2. The blood level of CCL20 was 0.26 pg/mL ± 6.399 standard deviation (SD). I have many questions about this entry: with the range of CCL20 varying from 0 to 35.19 pg/mL, the median is very low. What is the reason for this dispersion? The authors do not analyze the original data for the study group, but immediately proceed to the median. Why calculate the standard deviation if the distribution is definitely not normal?

3. The authors use the CCL20 median as a cutoff point, but given the range of values, it may be appropriate to try, for example, the 25% or 75% quartile as a cutoff point. There is no detailed analysis that changing the cutoff point will not produce better data than described in the article. Justification for this threshold value is needed.

4. In Table 2, the authors also provide the mean and standard deviation, although for CCL20 they always mention the median, is this really the median? or is it an average everywhere? Why are different methods of statistical processing used: parametric and non-parametric together? Provide a check of the nature of the distribution.
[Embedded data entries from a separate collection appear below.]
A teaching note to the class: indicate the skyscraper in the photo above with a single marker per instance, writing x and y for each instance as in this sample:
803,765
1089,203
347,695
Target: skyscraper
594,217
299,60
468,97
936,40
5. In the group with high CCL20, the S100 level increases significantly; why is it not used to calculate the treatment prognosis? Or you can use a combination of these two markers. Similar question regarding LDH. By the way, the need to determine other blood parameters is not substantiated in any way in the article.

6. Based on the data in tables 3 and 4, I would suggest the authors to select a group according to 2 criteria: high CCL20 + high S100 and see how the forecast changes compared to the group in which both indicators are low.

In general, the article is interesting, but I have many questions about statistical processing.

Author Response

Dear reviewer 3,

thank you very much for the critical evaluation of our manuscript and your valuable suggestions. Please find our reply to your suggestion below.

Author Response File: Author Response.docx

Round 2

Reviewer 2 Report

The Authors have improved their work and current version should be accepted.

Author Response

Many thanks again to reviewer 2.

Reviewer 3 Report

The authors took my comments into account and significantly revised the manuscript in terms of improving statistical data processing.

Small notes:

1. In Table 3, indicate the units of measurement in the first column

2. Line 171 - in a little more detail you need to indicate how the optimal value of the cut-off point was determined.

Author Response

Many thanks to review 3 again.

Table 3:

We ad the units of measurement in the first column in table 3.

Line 171: 

In order to explain in more detail how the optimum value of the cut-off point was determined, we have adapted the text accordingly.